Impressionou-me igualmente o relato da morte de um soldado
folgazão, amigo especial do meu amigo, pouco antes do regresso do pelotão à
metrópole, num lance de imprudência jovial que envolveu muita bebida e
mulheres.
Mas, entre tantas narrativas, avultou-me sobretudo o
pormenor que Manuel me contou sobre o regresso a Portugal, a bordo do Niassa:
foi uma viagem cheia de silêncio e angústia, como se os soldados - na ressaca
de tantos perigos, violências, mortes - carregassem consigo o peso inteiro do
mundo. O contrário, garante o Vilela, da viagem de ida, que fora tão alegre e
ruidosa.
Num outro contexto, aconteceu-me algo semelhante, aí por
1979, quando fui a Alvalade jogar, pelo União de Coimbra, com o grande Sporting,
na 1ª jornada da 2ª volta do campeonato nacional de juniores. Na 1ª volta, o
resultado do jogo (disputado no célebre campo da Arregaça) ficara-se por 1-1.
No autocarro entre Coimbra e Lisboa, havia uma espécie de entusiasmo febril,
feito de piadas, risos, apartes espirituosos, pois estávamos todos tão certos
da glória iminente: um triunfo na “casa” do líder, a mudança para o 1.º lugar
na classificação, o futuro de fama e riqueza prováveis. Perdemos por 4-0 e, em
vez de sermos os melhores do mundo, levámos um baile dos antigos, mal tocando
na bola. A viagem de regresso foi um suplício, algo entre a tristeza e a
vergonha. Toda a gente percebia, no autocarro do nosso desapontamento, que
aquela derrota custara muito mais que um jogo.

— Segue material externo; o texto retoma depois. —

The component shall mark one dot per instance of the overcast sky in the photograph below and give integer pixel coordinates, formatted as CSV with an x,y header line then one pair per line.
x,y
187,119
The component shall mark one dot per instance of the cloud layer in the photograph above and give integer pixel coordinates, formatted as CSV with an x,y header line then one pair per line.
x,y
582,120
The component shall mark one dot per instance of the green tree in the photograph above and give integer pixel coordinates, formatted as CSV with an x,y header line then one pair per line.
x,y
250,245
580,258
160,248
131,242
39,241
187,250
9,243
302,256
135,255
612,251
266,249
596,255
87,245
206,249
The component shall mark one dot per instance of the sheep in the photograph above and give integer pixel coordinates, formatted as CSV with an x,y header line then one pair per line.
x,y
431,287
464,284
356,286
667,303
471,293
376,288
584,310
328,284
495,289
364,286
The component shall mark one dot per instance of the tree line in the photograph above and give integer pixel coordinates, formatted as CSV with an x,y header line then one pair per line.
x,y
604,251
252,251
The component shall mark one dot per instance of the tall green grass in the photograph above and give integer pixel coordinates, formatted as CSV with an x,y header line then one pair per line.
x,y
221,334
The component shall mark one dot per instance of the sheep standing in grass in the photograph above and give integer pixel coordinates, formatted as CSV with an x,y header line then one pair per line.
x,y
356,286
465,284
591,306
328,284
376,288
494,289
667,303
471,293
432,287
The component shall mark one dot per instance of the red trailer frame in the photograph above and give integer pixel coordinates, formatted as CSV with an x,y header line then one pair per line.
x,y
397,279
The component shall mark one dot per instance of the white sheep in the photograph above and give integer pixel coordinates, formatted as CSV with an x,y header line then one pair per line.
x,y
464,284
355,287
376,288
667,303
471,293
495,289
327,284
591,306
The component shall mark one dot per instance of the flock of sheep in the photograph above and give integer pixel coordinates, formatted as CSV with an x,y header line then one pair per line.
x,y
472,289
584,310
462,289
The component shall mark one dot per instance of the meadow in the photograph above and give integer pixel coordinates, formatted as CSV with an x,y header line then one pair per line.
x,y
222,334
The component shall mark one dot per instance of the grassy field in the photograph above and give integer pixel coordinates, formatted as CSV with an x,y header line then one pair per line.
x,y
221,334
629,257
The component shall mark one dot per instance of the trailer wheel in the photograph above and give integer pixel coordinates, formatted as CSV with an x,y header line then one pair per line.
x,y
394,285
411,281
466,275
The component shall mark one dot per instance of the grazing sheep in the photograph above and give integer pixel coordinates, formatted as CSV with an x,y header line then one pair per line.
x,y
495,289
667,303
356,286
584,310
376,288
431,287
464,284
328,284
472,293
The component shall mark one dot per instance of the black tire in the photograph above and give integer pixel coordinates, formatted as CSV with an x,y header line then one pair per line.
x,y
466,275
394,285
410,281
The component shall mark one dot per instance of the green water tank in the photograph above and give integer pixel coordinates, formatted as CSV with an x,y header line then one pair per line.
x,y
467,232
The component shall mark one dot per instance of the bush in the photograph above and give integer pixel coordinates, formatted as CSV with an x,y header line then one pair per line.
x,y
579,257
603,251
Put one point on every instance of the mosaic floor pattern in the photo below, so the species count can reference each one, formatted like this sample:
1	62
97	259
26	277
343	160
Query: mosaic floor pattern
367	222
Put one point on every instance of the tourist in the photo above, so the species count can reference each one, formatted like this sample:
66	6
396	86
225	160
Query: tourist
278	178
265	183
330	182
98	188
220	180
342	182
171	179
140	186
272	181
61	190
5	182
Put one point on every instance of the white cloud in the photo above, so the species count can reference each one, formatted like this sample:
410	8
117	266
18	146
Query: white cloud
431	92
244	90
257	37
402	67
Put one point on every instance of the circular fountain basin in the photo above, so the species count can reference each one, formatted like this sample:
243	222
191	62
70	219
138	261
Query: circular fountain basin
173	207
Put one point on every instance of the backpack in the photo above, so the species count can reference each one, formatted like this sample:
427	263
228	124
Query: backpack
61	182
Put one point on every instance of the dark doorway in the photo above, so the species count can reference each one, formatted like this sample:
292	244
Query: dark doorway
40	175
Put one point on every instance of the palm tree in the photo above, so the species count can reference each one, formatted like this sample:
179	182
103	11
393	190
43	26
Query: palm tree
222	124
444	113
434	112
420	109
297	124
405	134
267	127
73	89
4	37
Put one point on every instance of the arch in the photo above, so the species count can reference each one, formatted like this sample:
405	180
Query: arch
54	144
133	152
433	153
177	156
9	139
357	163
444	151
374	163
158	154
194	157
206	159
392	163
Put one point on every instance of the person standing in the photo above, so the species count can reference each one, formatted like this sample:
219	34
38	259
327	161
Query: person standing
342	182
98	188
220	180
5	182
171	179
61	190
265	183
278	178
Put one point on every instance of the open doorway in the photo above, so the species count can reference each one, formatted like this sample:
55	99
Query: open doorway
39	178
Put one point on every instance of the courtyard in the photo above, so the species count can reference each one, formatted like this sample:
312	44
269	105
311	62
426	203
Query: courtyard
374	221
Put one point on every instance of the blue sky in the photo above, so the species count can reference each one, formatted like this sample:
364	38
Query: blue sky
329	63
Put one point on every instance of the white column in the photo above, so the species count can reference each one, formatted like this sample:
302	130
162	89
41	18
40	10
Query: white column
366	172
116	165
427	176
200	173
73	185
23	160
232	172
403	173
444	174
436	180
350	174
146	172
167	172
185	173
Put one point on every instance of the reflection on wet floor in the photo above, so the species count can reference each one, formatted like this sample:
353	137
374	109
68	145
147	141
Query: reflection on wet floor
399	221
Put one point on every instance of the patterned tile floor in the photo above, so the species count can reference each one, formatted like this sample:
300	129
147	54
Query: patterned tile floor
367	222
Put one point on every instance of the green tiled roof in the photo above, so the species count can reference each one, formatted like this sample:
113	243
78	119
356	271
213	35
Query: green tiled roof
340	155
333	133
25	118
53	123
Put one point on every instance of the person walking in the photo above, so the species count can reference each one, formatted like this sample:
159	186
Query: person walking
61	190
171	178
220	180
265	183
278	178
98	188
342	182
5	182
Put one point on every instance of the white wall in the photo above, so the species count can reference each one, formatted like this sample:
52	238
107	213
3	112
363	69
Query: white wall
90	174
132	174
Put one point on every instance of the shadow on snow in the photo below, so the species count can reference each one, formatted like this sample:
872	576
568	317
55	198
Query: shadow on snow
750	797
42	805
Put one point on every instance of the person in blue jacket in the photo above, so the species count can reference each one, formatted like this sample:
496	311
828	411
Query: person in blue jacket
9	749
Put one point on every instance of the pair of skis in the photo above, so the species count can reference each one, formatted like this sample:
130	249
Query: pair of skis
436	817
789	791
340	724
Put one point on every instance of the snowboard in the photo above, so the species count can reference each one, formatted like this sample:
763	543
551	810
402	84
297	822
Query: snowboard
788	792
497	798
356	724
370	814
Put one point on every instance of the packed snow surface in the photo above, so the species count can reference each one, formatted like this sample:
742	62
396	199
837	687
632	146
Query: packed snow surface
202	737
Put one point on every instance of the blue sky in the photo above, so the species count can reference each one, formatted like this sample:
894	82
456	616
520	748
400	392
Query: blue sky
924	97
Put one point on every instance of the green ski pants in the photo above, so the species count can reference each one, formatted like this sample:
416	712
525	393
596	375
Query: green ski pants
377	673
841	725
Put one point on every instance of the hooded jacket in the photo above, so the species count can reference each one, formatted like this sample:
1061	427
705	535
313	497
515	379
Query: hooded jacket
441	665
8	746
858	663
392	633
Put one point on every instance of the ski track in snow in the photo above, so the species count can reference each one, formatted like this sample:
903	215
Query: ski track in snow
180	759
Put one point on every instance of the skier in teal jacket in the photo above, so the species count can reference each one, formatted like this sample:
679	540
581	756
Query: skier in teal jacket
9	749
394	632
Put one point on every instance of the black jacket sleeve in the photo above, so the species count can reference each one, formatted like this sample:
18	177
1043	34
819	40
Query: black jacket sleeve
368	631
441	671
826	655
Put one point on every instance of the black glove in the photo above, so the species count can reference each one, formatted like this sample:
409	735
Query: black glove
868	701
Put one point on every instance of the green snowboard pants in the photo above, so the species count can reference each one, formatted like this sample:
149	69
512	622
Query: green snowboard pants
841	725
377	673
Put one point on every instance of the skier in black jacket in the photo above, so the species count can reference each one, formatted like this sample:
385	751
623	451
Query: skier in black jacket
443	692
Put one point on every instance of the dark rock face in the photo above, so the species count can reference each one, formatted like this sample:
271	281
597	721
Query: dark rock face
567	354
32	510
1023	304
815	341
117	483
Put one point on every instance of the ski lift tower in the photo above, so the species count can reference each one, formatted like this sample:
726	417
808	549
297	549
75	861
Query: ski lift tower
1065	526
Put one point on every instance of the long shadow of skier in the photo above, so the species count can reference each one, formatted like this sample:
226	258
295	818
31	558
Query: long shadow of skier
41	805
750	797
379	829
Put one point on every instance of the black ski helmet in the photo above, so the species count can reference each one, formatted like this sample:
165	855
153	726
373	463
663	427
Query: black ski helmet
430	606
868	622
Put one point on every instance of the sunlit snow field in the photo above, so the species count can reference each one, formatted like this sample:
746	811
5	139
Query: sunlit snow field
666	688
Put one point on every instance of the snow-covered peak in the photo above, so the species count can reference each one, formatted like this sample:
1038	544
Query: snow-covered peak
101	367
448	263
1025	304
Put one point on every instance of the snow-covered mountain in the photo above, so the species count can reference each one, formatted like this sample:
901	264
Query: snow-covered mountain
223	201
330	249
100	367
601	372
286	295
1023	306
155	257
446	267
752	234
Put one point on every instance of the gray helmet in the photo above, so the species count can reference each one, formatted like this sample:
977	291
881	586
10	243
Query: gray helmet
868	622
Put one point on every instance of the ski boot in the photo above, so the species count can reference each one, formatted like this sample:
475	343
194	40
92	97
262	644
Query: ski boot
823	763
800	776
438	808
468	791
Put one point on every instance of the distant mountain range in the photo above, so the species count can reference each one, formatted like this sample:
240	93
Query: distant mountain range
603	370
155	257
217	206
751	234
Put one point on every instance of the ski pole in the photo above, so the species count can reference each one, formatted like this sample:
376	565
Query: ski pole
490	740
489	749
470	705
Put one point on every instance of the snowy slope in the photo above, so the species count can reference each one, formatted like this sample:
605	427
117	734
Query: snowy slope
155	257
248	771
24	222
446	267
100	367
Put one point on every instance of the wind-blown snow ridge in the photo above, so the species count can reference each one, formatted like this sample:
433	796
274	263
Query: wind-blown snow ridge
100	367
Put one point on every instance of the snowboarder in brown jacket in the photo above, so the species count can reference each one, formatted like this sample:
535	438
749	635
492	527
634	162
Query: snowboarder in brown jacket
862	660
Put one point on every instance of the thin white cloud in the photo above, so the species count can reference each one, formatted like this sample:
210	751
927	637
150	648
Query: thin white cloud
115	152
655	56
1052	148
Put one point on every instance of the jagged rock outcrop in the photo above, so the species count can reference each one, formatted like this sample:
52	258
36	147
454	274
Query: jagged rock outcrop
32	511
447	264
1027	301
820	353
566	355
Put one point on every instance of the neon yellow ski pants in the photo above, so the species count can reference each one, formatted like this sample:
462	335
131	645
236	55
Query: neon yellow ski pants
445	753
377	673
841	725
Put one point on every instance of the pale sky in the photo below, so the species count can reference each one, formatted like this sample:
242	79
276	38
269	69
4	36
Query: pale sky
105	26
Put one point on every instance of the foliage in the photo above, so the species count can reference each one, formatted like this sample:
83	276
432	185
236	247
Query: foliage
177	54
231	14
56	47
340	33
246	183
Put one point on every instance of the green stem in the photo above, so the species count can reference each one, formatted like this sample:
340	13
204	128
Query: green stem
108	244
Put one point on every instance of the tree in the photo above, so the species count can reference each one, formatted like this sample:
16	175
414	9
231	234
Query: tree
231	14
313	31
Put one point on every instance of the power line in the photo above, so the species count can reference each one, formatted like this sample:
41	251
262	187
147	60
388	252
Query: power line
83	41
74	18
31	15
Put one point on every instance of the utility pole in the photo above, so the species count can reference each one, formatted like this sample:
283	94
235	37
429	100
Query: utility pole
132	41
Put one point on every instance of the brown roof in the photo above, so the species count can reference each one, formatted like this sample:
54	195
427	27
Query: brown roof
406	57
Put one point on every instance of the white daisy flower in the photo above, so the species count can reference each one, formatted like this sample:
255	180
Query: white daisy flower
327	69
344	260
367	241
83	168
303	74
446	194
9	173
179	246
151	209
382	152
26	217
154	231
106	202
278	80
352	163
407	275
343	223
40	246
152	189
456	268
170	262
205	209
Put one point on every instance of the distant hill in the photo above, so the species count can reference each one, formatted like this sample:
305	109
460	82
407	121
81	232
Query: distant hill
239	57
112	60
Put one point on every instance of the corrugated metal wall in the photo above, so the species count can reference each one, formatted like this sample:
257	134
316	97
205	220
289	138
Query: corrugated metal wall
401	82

A idade ajuda-nos a lidar melhor com a tragédia, as perdas,
as desilusões, a própria passagem do tempo. Mas tenho percebido que nunca se
está completamente imune à Dor, essa cabra.
Ribeira de Pena, 01 de Fevereiro de 2016.
Joaquim Jorge Carvalho
[Esta crónica foi publicada no semanário O Ribatejo, edição de 04-02-2016.]